Aim: Establish current clinical practice regarding nurse dysphagia screening.
Method: A cross-sectional regional postal survey was undertaken with 60 nurses and 45 Speech and Language Therapists.
Results: Nurses were taught to use water swallow screening tools but, in reality, used a variety of testing materials.
Conclusion: This demonstrated the need for a clinically useful bedside swallow screening tool.
Pilot Study
Aim: Develop and evaluate the diagnostic accuracy of a new BEdside Swallow Screening Tool (BESST), for use by nurses with acute stroke patients.
Method: A literature search was undertaken to inform the BESST. Face validity was established using an iterative process of semi-structured interviews with eight specialist SLTs and eight nurses. The tool was piloted on 12 purposefully selected stroke patients by comparing the management options chosen by two nurses using the BESST with those of the Specialist SLT using their bedside assessment (gold standard).

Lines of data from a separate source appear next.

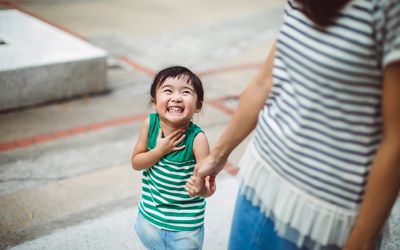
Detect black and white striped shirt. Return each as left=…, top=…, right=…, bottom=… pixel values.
left=254, top=0, right=400, bottom=209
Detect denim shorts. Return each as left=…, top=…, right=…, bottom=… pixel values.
left=135, top=212, right=204, bottom=250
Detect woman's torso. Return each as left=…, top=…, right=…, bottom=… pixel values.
left=254, top=0, right=394, bottom=210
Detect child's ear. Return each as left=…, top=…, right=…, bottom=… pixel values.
left=195, top=102, right=202, bottom=113
left=151, top=97, right=156, bottom=109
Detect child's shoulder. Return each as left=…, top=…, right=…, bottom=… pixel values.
left=193, top=130, right=207, bottom=142
left=192, top=127, right=209, bottom=158
left=188, top=121, right=204, bottom=135
left=189, top=123, right=208, bottom=145
left=147, top=113, right=158, bottom=128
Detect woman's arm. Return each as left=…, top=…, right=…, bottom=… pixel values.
left=188, top=42, right=276, bottom=196
left=344, top=62, right=400, bottom=249
left=131, top=117, right=186, bottom=170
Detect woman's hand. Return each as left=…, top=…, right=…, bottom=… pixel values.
left=343, top=230, right=376, bottom=250
left=155, top=128, right=185, bottom=156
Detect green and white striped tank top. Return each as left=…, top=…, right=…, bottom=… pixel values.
left=138, top=113, right=206, bottom=231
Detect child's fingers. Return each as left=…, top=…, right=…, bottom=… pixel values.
left=167, top=129, right=183, bottom=140
left=185, top=175, right=202, bottom=197
left=185, top=183, right=196, bottom=197
left=173, top=145, right=185, bottom=151
left=185, top=182, right=193, bottom=189
left=187, top=174, right=207, bottom=197
left=173, top=134, right=186, bottom=145
left=185, top=184, right=191, bottom=194
left=187, top=190, right=195, bottom=197
left=187, top=176, right=196, bottom=185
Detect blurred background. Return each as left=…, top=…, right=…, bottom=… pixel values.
left=0, top=0, right=284, bottom=249
left=0, top=0, right=398, bottom=249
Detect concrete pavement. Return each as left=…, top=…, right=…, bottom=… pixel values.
left=0, top=0, right=398, bottom=249
left=0, top=0, right=283, bottom=248
left=8, top=173, right=239, bottom=250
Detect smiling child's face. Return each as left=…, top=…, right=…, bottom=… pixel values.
left=153, top=75, right=199, bottom=127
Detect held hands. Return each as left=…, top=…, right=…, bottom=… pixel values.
left=186, top=175, right=216, bottom=197
left=185, top=154, right=227, bottom=197
left=155, top=128, right=186, bottom=157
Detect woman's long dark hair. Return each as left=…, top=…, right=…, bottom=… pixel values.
left=296, top=0, right=352, bottom=27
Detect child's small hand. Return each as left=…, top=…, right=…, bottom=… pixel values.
left=155, top=128, right=185, bottom=156
left=186, top=175, right=216, bottom=198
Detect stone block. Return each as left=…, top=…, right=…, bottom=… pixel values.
left=0, top=10, right=108, bottom=111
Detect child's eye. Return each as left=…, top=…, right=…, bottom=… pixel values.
left=163, top=89, right=172, bottom=93
left=183, top=90, right=192, bottom=95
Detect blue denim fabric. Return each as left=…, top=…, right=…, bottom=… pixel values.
left=228, top=190, right=306, bottom=250
left=135, top=212, right=204, bottom=250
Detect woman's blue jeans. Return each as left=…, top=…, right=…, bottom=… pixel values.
left=228, top=191, right=304, bottom=250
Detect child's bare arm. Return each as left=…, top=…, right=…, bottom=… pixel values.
left=192, top=132, right=210, bottom=160
left=131, top=118, right=185, bottom=171
left=186, top=132, right=216, bottom=197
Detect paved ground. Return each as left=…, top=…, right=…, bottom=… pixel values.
left=0, top=1, right=283, bottom=249
left=0, top=0, right=399, bottom=249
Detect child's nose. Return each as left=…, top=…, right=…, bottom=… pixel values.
left=171, top=92, right=183, bottom=102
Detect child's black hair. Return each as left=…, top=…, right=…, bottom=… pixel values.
left=150, top=66, right=204, bottom=109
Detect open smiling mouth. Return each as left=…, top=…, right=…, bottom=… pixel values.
left=167, top=106, right=184, bottom=113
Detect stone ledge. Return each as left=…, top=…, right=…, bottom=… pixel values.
left=0, top=10, right=108, bottom=111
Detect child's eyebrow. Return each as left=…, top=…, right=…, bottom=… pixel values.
left=182, top=85, right=194, bottom=90
left=159, top=83, right=194, bottom=91
left=159, top=83, right=173, bottom=89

Results: The BESST demonstrated excellent sensitivity (100%) but specificity demonstrated by both nurses was poor (< 45% for both).
Conclusion: A larger validation study of a modified BEEST would be appropriate.
Main Study
Aim: Establish the diagnostic accuracy and utility of the BESST.
Method: Ratings by nurses using the BESST were compared with experienced SLT bedside assessment in 124 consecutively admitted stroke patients.
Results: The BESST demonstrated good agreement between nurses (81%) and within nurses (87% nurse 1, 86% nurse 2), 93% sensitivity, 82% specificity; 71% positive
predictive value, 95% negative predictive value; and overall efficiency was 84%. The BESST dictated the same management as the SLT in 75% of cases, and safely allowed 92% of patients modified oral intake when compared to the water swallow screening tool.
Conclusion: The BESST has potential use in clinical practice, but further research is needed.